Pour les protagonistes de Jérôme Attal, ce sont Superman , Winston Churchill.
Celui d'Amélie Nothomb est bien singulier, reconnaissons-le, puisqu'il s'agit de Jésus. Elle va se glisser dans son corps pour quelques jours et souffrir avec lui. Dans des interviews, elle confie avoir eu un intérêt précoce pour Dieu (dès 2ans) !

Voudrait-elle, se demandent certains, régler son compte avec Dieu ? L'écrivaine se justifie en affirmant que « c'est une erreur, une monstruosité ».

Les lecteurs du Pèlerin se souviennent sûrement du chemin de croix que l'écrivaine avait publié peu avant Noël. (1) Ces pages préfiguraient donc ce livre audacieux.
Pour elle « la Passion n'est pas un crime passionnel mais une exécution réfléchie ».
Le titre SOIF fait référence à l'antépénultième parole que l'on prête à Jésus ».

Le « Jésus d'Amélie Nothomb », digne d'une tragédie grecque, revient sur ses miracles et s'étonne de recevoir si peu de reconnaissance. On sourit à entendre cette femme qui trouve son enfant infernal depuis sa guérison ! Il s'interroge sur la mission que le père lui avait confiée.
Il exprime ses regrets, ses envies, ses doutes. On plonge dans ses pensées, non dénuées d'humour. Il ose manifester sa gratitude envers son père pour avoir inventé le corps et salue même son génie. Pourtant ce corps va devoir souffrir, endurer les pires sévices. Car la sentence est implacable. Et inéluctable. Il n'y a pas d'échappatoire.
Il dresse les portraits de Judas, « un problème permanent », de Pierre et Jean. Il évoque son amour pour Madeleine, ébloui par sa beauté.

On assiste à ce qu'il appelle « les simagrées » : en « entrée » la couronne d'épines que l'on enfonce sur le crâne jusqu'à faire saigner. Puis, « le hors d'oeuvre » qui consiste en une séance de flagellation.
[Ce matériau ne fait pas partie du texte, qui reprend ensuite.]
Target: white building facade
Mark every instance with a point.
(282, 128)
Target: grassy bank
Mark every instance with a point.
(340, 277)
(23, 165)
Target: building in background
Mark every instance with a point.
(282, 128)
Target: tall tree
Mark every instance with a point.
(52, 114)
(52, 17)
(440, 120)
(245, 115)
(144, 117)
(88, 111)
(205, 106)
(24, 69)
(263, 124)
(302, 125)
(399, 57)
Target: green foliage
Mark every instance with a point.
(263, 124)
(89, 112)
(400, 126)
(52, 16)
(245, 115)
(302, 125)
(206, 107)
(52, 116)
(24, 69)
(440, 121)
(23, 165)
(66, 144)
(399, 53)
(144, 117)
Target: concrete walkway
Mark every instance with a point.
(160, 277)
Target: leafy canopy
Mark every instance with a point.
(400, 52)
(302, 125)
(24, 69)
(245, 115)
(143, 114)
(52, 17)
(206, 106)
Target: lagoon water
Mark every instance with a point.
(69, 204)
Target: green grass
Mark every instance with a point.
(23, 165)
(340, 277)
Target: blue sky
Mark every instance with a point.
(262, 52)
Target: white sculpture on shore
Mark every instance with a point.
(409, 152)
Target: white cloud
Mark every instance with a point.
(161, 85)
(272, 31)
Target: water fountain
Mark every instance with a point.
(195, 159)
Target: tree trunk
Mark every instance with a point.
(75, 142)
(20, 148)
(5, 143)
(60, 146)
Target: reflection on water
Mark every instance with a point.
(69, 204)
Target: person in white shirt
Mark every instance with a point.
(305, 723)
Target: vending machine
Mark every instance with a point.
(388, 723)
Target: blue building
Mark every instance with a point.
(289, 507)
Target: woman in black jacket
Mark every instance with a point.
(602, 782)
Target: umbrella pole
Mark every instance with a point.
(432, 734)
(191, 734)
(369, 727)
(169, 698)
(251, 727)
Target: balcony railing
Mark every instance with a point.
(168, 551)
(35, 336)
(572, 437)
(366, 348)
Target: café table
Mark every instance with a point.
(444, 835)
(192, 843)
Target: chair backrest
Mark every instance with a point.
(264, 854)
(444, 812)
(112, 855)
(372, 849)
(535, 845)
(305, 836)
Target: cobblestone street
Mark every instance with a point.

Dans son « fatras de paroles », il énumère ses chutes et convoque les personnes croisées alors qu'il traîne « ce poids mort ».
Après l'amitié de Simon qui l'aide de tout coeur, voilà l'amour de Véronique. « Deux courages d'une sublimité sans exemple ». Moment ineffable.
Et enfin « le plat de résistance », la crucifixion, regardée par des « happpy few », « des connaisseurs triés sur le volet» qui aiment ces tortures. Il ne nous épargne rien.
Le narrateur aurait pu scander, comme une antienne, son récit par les mots de Damiens  : « La journée sera rude » (2), car lui aussi allait être supplicié.
Pour Amélie Nothomb « cette mise à mort prouve que Jésus n'est pas considéré comme un martyr. C'est pire qu'une humiliation, c'est une flétrissure ». de plus ,voir sa mère sur son chemin de croix est « le comble de la cruauté ».
Jésus en vient à déverser un litanie de reproches à son père pour avoir « inventé de tels supplices ». N'est-ce pas « un vice de forme dans la création », une bévue ?
Pour lui, c'est méconnaître l'amour. D'amour il est question quand il imagine une autre vie auprès de Madeleine. La romancière insiste sur le contact physique, l'étreinte, l'embrassement.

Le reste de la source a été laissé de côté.